Die MS GraphAPI braucht bei jedem Zugriff einen gültigen Access Token. Dieser wird aus der zuvor erstellten Client ID und dem Client Secret generiert. Wir ersetzen nun den kompletten Code der „Hello World“-Function mit dem folgendem. In die Variablen setzen wir die Werte ein, die wir vorher aus der App Registrierung in die Zwischenablage kopiert haben.

const APP_ID = YOUR APP ID;
const APP_SECERET = YOUR APP SECRET;
const CLIENT_ID = YOUR TENANT ID;
const TOKEN_ENDPOINT = `https://login.microsoftonline.com/${CLIENT_ID}/oauth2/v2.0/token`;
const MS_GRAPH_SCOPE = 'https://graph.microsoft.com/.default';

const axios = require('axios');
const qs = require('qs');

const postData = {
  client_id: APP_ID,
  scope: MS_GRAPH_SCOPE,
  client_secret: APP_SECERET,
  grant_type: 'client_credentials',
};

axios.defaults.headers.post['Content-Type'] ='application/x-www-form-urlencoded';

module.exports = async function (context, req) {
  try {
    const response_for_token = await axios.post(TOKEN_ENDPOINT, qs.stringify(postData));
    context.res = {
      status: 200,
      body: JSON.stringify(response_for_token.data.access_token),
    };
  } catch (error) {
    context.log(error);
    context.res = {
            status: 400,
            body: error,
        };
  }
};

Der Token sollte bei einem Testlauf ausgegeben werden.
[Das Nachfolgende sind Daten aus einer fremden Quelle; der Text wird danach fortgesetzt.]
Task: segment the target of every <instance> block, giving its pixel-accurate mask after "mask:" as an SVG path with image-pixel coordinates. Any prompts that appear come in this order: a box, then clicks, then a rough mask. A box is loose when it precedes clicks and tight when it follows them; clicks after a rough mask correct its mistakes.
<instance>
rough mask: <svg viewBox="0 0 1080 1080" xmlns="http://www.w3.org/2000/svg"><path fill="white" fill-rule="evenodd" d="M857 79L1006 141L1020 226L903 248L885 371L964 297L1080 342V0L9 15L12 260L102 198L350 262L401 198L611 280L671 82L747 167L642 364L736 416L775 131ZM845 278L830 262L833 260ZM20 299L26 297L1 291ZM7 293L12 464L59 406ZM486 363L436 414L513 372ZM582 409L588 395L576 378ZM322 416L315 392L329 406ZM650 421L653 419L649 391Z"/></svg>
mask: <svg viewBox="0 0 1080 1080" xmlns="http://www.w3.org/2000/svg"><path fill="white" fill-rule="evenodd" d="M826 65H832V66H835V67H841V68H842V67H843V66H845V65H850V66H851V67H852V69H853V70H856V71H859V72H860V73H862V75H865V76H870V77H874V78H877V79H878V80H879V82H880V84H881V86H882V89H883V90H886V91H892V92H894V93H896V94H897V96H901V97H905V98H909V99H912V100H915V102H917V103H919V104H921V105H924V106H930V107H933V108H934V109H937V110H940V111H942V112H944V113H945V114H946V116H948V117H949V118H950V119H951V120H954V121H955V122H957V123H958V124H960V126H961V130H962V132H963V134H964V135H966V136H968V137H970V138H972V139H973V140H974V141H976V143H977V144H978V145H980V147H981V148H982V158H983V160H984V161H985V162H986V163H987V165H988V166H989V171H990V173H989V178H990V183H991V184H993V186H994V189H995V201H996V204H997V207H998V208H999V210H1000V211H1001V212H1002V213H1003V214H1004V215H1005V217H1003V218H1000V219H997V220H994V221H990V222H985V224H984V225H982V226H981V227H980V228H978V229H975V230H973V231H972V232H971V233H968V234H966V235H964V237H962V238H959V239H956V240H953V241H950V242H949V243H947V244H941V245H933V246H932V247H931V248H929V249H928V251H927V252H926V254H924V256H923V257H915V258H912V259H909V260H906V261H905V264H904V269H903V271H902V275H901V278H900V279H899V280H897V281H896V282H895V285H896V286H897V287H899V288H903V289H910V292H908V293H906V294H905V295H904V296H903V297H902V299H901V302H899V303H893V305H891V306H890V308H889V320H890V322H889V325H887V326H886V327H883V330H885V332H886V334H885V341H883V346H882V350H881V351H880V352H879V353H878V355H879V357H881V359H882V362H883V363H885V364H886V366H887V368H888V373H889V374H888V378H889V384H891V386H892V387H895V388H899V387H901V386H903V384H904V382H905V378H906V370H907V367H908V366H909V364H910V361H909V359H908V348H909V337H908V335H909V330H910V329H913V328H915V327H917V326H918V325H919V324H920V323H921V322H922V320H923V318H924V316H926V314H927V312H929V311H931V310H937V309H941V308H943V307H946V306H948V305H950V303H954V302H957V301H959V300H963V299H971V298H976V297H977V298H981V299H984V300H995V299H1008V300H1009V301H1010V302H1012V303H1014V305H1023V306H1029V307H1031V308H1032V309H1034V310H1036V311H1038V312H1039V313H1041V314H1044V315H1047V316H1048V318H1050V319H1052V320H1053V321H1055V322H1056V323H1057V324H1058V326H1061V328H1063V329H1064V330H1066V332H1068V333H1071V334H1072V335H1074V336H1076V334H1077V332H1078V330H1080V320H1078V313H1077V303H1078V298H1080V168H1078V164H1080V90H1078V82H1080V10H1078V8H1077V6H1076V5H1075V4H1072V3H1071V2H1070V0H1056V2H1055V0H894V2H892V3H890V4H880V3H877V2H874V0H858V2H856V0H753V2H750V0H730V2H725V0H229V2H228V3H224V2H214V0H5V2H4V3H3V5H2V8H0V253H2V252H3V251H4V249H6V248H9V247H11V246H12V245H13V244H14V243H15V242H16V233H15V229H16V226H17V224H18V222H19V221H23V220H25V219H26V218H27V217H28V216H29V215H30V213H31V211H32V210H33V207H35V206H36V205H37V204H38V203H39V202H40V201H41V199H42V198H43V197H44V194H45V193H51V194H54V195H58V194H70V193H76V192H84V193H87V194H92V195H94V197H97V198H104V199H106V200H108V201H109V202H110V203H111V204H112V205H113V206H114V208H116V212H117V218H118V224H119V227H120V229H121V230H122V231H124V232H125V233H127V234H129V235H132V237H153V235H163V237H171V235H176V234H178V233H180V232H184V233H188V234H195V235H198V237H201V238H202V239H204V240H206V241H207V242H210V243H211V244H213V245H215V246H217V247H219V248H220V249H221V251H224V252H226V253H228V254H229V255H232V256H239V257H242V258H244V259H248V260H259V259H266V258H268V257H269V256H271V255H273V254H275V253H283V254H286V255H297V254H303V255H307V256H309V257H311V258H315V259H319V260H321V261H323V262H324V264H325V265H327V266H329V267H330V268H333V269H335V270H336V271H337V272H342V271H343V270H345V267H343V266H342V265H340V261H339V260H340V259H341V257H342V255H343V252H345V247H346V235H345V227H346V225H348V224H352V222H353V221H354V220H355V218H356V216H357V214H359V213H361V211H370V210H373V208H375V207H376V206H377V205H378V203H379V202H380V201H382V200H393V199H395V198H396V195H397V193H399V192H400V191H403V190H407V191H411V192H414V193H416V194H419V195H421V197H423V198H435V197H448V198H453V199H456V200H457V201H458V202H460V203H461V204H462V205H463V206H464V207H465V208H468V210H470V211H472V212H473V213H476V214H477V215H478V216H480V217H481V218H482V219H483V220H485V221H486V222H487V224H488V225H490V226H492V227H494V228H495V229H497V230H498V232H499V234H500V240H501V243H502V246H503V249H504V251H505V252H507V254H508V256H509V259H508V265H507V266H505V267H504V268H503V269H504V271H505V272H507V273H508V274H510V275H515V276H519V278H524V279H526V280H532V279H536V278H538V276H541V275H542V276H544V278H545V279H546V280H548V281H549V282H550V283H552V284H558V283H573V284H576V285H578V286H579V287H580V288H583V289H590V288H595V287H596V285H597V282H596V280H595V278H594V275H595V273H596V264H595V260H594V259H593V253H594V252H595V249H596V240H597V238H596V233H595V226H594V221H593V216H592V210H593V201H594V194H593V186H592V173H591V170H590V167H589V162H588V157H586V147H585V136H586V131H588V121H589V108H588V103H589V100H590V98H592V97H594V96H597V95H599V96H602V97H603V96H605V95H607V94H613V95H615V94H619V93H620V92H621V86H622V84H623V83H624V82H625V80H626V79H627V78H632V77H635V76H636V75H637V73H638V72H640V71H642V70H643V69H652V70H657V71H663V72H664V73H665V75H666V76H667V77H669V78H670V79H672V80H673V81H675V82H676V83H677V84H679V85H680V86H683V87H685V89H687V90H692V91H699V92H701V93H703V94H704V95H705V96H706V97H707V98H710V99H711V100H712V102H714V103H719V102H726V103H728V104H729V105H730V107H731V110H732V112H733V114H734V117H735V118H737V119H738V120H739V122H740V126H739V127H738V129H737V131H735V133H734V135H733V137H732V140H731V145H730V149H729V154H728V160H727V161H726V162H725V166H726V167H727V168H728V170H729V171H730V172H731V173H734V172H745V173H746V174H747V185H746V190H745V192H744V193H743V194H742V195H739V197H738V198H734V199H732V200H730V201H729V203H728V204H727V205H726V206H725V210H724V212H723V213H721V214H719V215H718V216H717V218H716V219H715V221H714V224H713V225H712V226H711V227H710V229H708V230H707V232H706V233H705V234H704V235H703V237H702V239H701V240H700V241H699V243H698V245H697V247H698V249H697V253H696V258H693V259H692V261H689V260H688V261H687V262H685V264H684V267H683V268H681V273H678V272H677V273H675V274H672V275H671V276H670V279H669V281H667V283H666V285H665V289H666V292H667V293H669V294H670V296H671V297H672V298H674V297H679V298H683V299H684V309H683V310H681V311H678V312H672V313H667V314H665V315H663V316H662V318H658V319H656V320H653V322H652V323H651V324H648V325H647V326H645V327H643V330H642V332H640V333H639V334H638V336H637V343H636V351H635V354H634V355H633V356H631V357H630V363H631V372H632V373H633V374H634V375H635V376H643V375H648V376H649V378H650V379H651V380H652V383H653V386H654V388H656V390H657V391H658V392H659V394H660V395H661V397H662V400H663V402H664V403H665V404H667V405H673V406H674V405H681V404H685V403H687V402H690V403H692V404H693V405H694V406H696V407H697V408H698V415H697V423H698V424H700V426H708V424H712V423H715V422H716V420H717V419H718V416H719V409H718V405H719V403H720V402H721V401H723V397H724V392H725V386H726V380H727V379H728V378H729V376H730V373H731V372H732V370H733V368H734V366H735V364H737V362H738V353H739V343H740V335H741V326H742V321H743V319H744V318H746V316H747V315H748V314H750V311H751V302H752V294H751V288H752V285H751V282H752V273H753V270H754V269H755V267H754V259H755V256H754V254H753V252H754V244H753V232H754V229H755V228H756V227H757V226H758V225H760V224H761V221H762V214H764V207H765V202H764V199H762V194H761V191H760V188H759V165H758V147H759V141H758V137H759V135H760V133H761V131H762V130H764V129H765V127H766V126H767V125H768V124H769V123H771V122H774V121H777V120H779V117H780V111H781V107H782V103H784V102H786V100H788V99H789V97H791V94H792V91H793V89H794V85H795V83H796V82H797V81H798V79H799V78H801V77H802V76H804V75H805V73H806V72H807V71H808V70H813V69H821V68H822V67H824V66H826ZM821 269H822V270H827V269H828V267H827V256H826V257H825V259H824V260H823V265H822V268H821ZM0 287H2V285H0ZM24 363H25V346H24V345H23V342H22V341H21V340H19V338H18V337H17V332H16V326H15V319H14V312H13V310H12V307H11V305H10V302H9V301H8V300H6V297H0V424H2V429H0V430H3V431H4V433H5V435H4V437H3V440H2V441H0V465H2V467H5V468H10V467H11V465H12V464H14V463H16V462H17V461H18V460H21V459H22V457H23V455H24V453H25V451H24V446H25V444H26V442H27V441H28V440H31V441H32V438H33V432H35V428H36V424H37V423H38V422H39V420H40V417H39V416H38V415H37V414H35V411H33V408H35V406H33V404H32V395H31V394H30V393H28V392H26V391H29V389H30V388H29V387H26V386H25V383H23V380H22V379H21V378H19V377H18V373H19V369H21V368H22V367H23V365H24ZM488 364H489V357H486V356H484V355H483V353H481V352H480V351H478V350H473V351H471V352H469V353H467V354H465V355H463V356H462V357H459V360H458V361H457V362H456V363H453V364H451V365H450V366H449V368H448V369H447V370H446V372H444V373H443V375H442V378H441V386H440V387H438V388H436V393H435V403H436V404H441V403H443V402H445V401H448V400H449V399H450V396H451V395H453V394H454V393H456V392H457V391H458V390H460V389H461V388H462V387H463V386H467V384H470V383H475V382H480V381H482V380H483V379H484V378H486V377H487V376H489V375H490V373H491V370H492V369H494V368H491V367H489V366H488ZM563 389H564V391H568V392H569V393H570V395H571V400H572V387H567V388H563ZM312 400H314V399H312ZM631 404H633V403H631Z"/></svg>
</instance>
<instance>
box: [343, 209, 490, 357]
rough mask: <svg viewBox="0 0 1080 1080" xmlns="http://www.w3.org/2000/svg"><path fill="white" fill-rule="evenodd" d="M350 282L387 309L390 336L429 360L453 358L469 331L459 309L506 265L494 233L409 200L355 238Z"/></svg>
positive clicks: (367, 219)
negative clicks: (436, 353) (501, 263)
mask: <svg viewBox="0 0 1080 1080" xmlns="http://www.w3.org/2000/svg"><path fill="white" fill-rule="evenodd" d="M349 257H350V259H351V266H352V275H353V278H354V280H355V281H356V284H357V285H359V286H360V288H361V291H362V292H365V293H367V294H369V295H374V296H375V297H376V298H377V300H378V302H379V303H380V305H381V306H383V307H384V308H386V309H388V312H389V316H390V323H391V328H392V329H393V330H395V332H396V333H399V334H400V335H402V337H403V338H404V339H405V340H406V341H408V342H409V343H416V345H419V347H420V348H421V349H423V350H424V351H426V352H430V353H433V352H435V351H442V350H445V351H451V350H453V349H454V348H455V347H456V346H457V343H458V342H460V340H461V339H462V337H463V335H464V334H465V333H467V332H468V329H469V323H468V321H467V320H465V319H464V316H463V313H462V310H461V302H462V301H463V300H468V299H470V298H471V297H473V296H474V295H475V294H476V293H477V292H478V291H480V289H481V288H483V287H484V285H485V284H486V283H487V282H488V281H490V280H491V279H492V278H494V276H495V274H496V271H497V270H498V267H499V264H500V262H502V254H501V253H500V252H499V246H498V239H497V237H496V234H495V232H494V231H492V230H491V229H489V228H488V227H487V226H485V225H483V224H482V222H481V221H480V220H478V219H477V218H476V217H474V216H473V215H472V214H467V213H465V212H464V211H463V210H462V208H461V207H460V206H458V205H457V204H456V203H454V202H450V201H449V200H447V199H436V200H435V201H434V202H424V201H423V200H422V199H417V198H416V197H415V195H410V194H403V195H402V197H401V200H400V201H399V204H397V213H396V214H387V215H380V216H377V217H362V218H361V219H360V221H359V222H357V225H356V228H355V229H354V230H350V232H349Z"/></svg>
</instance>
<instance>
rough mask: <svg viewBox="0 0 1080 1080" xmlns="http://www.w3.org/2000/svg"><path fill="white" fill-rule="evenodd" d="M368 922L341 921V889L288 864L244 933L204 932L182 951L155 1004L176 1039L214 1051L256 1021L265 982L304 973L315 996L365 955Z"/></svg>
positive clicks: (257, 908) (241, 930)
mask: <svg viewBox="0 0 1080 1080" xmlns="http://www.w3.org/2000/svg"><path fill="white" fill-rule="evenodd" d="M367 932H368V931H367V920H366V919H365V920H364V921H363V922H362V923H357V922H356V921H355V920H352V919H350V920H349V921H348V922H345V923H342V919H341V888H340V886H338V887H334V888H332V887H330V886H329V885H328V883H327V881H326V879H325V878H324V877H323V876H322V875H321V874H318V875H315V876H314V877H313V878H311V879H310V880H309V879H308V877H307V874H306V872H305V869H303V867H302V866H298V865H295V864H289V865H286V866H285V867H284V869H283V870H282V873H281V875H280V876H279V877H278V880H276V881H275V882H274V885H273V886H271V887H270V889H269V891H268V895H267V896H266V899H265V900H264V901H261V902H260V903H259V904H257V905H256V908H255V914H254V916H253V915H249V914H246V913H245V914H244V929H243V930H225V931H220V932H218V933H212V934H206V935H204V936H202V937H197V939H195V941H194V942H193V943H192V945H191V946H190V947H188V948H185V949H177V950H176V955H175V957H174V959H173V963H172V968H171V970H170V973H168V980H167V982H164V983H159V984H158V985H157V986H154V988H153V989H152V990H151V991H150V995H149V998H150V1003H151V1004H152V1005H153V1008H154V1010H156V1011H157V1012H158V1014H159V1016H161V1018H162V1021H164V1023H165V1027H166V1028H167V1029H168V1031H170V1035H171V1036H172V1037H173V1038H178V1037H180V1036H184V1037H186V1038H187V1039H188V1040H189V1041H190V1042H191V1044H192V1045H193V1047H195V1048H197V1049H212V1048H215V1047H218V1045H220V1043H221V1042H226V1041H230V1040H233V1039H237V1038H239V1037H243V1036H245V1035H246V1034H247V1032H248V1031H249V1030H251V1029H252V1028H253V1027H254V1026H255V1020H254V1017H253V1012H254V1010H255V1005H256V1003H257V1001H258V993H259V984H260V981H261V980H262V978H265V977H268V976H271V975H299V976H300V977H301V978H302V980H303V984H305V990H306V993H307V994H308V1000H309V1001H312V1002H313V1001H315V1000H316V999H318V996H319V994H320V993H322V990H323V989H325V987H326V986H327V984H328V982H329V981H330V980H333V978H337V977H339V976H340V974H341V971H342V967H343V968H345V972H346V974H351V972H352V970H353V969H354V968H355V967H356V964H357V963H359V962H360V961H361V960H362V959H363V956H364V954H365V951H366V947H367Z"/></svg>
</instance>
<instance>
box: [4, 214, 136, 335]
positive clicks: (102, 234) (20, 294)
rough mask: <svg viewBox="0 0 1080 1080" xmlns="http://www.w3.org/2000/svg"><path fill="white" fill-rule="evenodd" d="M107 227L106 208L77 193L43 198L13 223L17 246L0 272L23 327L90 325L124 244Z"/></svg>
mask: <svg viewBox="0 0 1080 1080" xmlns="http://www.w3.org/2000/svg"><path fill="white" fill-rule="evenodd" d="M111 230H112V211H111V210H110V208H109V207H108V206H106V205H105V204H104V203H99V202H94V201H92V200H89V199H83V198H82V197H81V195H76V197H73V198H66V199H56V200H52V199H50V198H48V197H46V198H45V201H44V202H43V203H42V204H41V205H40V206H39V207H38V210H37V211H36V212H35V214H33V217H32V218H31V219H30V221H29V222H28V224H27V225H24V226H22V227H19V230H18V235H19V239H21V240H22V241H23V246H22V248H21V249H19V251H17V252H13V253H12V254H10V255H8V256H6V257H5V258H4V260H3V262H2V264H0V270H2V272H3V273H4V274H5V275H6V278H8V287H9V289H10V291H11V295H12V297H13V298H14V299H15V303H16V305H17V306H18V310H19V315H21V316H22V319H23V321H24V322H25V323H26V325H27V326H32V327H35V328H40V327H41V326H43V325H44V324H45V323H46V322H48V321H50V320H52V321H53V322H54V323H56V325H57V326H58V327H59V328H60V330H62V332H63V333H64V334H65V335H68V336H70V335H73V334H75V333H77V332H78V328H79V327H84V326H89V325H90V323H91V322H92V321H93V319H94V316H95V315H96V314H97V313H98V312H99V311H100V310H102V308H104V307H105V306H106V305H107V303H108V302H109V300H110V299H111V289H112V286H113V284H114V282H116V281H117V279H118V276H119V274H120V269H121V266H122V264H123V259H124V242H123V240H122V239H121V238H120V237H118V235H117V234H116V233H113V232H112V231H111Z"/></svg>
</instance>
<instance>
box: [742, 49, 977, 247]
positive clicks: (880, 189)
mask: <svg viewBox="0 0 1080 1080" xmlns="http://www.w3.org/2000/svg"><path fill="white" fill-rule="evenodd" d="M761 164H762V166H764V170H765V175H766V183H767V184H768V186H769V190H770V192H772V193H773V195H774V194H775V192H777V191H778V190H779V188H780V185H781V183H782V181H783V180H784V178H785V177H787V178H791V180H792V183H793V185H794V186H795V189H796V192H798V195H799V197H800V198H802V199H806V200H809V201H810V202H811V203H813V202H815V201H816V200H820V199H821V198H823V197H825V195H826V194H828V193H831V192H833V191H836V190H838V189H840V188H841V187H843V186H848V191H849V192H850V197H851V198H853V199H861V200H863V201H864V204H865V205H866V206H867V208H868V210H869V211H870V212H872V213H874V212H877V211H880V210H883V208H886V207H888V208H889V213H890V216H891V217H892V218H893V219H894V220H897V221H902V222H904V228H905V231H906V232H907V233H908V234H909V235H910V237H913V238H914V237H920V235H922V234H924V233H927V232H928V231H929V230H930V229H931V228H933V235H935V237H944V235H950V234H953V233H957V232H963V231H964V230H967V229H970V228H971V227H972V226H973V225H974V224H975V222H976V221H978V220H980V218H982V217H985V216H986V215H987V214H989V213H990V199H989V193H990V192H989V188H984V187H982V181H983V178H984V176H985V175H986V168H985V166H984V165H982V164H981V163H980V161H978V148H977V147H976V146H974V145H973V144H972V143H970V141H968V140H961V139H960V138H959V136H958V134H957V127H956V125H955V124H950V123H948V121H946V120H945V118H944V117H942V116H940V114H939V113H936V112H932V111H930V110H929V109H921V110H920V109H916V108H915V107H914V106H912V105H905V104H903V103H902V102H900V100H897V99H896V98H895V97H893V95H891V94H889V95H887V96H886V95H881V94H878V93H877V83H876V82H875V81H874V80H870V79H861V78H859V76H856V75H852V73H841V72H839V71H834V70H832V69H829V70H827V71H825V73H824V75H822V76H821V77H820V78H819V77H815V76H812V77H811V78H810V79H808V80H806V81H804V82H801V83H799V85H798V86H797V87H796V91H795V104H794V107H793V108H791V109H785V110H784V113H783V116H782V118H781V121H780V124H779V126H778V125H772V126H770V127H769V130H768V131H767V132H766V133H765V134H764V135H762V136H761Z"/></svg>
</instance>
E-Mailadresse mit der MS GraphAPI überprüfen

Den Token verwenden wir für den Aufruf der MS GrapAPI. Nun können wir über eine, in der URL als Parameter übergebene E-Mailadresse überprüfen, ob diese bereits einem User zugewiesen wurde. Wie oben, ersetzen wir hier wieder den kompletten Code mit den entsprechenden Variablen aus der App Registrierung.

const APP_ID = YOUR APP ID;
const APP_SECERET = YOUR APP SECRET;
const CLIENT_ID = YOUR TENANT ID;
const TOKEN_ENDPOINT = `https://login.microsoftonline.com/${CLIENT_ID}/oauth2/v2.0/token`;
const MS_GRAPH_SCOPE = 'https://graph.microsoft.com/.default';

const axios = require('axios');
const qs = require('qs');

const postData = {
  client_id: APP_ID,
  scope: MS_GRAPH_SCOPE,
  client_secret: APP_SECERET,
  grant_type: 'client_credentials',
};

axios.defaults.headers.post['Content-Type'] =
  'application/x-www-form-urlencoded';

module.exports = async function (context, req) {
  try {
    // get access token
    const response_for_token = await axios.post(TOKEN_ENDPOINT, qs.stringify(postData));
    const token = "Bearer " + response_for_token.data.access_token;

    // email address from query
    const address = req.query.address;

    let options = {
        headers: {
            'Authorization': token
        }
    };

    // call GraphAPI
    const response = await axios.get(`https://graph.microsoft.com/v1.0/users/${address}`, options);

    // respond true if a user with the given address exits
    context.res = {
      status: 200,
      body: true,
    };

  } catch (error) {
    context.log(error);

    // respond false but with no error if no user with the givven address exits
    if (error.response.status == 404) {
        context.res = {
            status: 200,
            body: false,
        };
    } else {
        // repond with an error in every other case
        context.res = {
            status: 400,
            boddy: error.response,
        };
    }
   
  }
};

In unserem Beispieltest überprüfen wir in der Registerkarte „Input“, ob die E-Mailadresse info@layer2.de bereits einem User zugeordnet ist.

In der Registerkarte „Output“ bekommen wir dann die Antwort, dass die E-Mailadresse bereits vergeben ist.  

Fertig und einsatzbereit

Unsere Azure Function ist nun fertiggestellt und kann in einer Anwendung zur Validierung verwendet werden.

Eine Anmerkung zur Sicherheit: Auf diesem Weg erstellen wir eine anonym verwendbare Abfrage. Wenn damit auf interne Daten zugegriffen wird, sollten Sie Abfragen ausschließlich in Anwendungen nutzen, deren Code von außen nicht einsehbar ist.